Terlambat memulai tugas, menunda laporan, hingga mencari pelarian dalam kesibukan semu semuanya menjadi tanda bahwa ada sesuatu yang patah dalam cara kita memahami dan mengelola kerja. Pertanyaannya: apakah beban kerja yang kian membuncah menjadi biangnya?
Sebuah riset mutakhir Huda dkk dari Universitas 17 Agustus 1945 Samarinda, yang dimuat dalam Proyeksi: Jurnal Psikologi edisi April 2024, mencoba menjawab pertanyaan ini dengan pendekatan kuantitatif.
Penelitian yang melibatkan 121 karyawan dari sektor industri dan jasa di Samarinda itu menemukan bahwa beban kerja tidak memiliki pengaruh signifikan terhadap prokrastinasi (p = 0,095). Nilai R² yang hanya 0,037 menegaskan bahwa beban kerja hanya menjelaskan 3,7% variasi perilaku menunda pekerjaan.
Sekilas, temuan ini tampak kontraintuitif. Bukankah beban kerja yang berlebih membuat karyawan kewalahan dan cenderung menunda? Bukankah waktu yang tersita oleh terlalu banyak tugas menyebabkan pekerjaan tak kunjung selesai?
Bukankah logika produktivitas modern menyatakan bahwa semakin tinggi beban, semakin tinggi tekanan, dan semakin besar kemungkinan penundaan?

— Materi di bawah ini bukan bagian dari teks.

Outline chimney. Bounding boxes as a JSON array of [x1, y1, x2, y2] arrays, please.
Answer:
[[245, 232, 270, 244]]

Tetapi barangkali di sinilah akar masalahnya. Kita terlalu percaya pada logika mekanistik dalam memahami manusia bekerja. Kita melihat pekerja sebagai entitas rasional yang bekerja seperti mesin; diberi beban, ditekan dengan waktu, dan diminta menghasilkan tanpa henti.
Padahal manusia bukan mesin. Mereka adalah makhluk psiko-sosial, dengan emosi, makna, dan subjektivitas. Maka, ketika sebuah studi menunjukkan tidak adanya hubungan signifikan antara beban kerja dan prokrastinasi, kita tidak semestinya berhenti pada angka. Kita justru harus menggali lebih dalam: apa yang sebenarnya sedang terjadi dalam ekosistem kerja kita?

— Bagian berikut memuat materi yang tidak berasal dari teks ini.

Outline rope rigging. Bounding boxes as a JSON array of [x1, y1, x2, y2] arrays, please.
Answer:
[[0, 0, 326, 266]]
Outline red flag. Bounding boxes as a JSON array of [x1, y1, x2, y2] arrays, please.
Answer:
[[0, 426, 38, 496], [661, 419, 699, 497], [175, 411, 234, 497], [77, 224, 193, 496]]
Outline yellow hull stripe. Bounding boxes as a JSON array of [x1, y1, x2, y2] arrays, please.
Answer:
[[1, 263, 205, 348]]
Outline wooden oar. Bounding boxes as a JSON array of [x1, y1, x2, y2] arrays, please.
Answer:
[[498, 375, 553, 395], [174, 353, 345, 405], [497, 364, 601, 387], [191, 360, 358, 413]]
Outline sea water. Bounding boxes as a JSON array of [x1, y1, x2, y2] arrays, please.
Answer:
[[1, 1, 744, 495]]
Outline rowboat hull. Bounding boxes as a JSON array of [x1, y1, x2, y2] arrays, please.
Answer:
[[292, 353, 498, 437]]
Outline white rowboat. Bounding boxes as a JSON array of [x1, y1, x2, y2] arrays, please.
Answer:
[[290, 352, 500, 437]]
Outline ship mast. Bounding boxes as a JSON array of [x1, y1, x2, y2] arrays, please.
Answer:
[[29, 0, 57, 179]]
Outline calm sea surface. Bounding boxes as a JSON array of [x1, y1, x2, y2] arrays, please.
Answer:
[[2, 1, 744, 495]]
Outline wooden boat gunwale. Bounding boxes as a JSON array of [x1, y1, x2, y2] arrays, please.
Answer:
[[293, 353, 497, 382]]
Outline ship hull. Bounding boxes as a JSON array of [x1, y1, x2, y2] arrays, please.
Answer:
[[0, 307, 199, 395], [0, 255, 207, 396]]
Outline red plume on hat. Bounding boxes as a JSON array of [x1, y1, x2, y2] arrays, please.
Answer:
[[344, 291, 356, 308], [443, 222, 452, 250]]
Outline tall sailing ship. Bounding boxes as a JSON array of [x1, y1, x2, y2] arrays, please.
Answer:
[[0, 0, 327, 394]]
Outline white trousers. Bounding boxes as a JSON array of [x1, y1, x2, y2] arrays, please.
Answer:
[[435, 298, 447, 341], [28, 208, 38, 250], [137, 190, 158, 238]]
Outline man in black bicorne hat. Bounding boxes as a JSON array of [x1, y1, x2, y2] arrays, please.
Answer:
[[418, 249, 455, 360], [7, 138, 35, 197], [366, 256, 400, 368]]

Dalam banyak organisasi modern, terutama di kota-kota yang sedang bertumbuh seperti Samarinda, produktivitas telah menjadi semacam agama baru.
Karyawan dinilai dari seberapa sibuk mereka tampak, seberapa cepat mereka merespons e-mail, dan seberapa banyak pekerjaan yang bisa mereka selesaikan dalam waktu sesingkat mungkin. Waktu istirahat dianggap kemewahan, jeda dianggap pemborosan, dan perlambatan dinilai sebagai kemunduran.

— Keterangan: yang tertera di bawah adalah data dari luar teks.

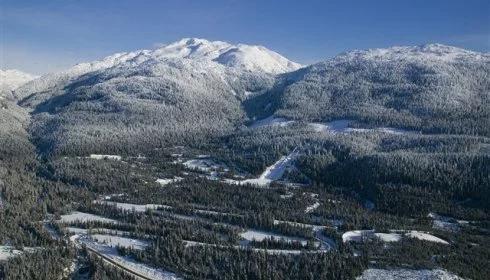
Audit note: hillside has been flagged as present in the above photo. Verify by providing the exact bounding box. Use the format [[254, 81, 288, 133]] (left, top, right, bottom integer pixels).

Logika semacam ini menciptakan ekosistem kerja yang secara struktural menolak kemanusiaan. Beban kerja pun menjadi simbol status: siapa yang paling sibuk, dia yang paling dihargai.
Akibatnya, banyak pekerja yang tidak punya ruang untuk mengelola stres, menyusun prioritas, atau memproses emosi. Di titik inilah prokrastinasi muncul bukan sebagai kelemahan pribadi, tetapi sebagai gejala dari sistem kerja yang disfungsional.
Prokrastinasi sering kali dilihat sebagai kegagalan individu dalam mengatur waktu, sebagai ekspresi kemalasan, atau ketidakdisiplinan.
Namun, pendekatan psikologi kritis menawarkan cara pandang yang lebih radikal: prokrastinasi bisa dilihat sebagai bentuk perlawanan psikologis terhadap tuntutan kerja yang tidak manusiawi. Ia adalah ekspresi non-verbal dari tubuh dan pikiran yang kewalahan sebuah jeritan yang tak terdengar.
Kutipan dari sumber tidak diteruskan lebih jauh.